Assignment 1 – text compression

due at 23:59 on   +60

Introduction

In this activity, we will investigate the Huffman algorithm for text compression. You’ve already seen one example of a Huffman encoding, represented by the strange-looking tree on the handout labeled “variable-bit Huffman encoding.”

You will follow the Huffman algorithm and create a tree of your own, based on the character frequencies of a message that I provide. The video below illustrates the algorithm on paper. I apologize that the resolution and audio quality aren’t great, but it should be understandable. The final encoding and tree are also pictured below.

*Error at 21:54 – 39×5 should be 195 bits.

The tree I produced

The tree I produced

Encoding the phrase using that tree, result is 148 bits

Encoding the phrase using that tree, result is 148 bits

You should also answer the following questions.
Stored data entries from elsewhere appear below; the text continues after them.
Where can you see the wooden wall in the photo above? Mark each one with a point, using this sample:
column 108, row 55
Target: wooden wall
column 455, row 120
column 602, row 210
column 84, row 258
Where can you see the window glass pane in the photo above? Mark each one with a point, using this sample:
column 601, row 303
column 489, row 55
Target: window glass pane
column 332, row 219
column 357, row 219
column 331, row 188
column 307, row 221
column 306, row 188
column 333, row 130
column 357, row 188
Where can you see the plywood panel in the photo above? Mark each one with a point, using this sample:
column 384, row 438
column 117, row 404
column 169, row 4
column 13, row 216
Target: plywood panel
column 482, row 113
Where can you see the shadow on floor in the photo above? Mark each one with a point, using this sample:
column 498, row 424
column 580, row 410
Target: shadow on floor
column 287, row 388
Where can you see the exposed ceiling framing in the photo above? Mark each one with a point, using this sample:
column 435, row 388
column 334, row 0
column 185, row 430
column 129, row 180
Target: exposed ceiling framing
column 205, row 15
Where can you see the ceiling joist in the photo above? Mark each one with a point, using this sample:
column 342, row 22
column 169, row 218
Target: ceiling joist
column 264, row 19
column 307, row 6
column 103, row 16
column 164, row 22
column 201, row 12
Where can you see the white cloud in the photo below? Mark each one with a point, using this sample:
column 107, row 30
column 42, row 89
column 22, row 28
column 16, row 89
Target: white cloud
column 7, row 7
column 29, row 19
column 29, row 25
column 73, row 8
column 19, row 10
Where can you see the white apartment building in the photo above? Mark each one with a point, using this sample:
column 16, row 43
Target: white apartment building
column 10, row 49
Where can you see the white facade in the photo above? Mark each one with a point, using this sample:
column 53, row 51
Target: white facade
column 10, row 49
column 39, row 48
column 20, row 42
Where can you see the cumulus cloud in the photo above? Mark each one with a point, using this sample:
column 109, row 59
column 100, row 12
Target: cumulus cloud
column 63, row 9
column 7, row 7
  1. How many distinct characters did your message contain?

  2. If we were using a fixed-width encoding, how many bits (per character) would you need to represent just those characters?

  3. What is the most frequent character in your message, and how many times did it appear?

  4. How many bits are used to represent the most frequent character in your message?

  5. What is the most number of bits used to encode any character in your message?

  6. Use the tree you produced to encode the entire message you were given. How many bits are used, in total?

The technique in the rest of this document refers to using sticky notes and only drawing the tree at the end. Either way, the result should be the same. (The sticky notes were a little harder to manage on video.) If you were able to get your tree and answer the six questions above then you’re done – submit as follows.

How to submit

Take a photo of the tree you drew that represents your variable-width Huffman encoding. Try to make it as legible as possible – redraw on a fresh sheet of paper if needed.

Write your answers to the six questions into a text document – the formats .doc, .docx, .txt, or odt are all fine.

Upload both files to this dropbox for assignment 1.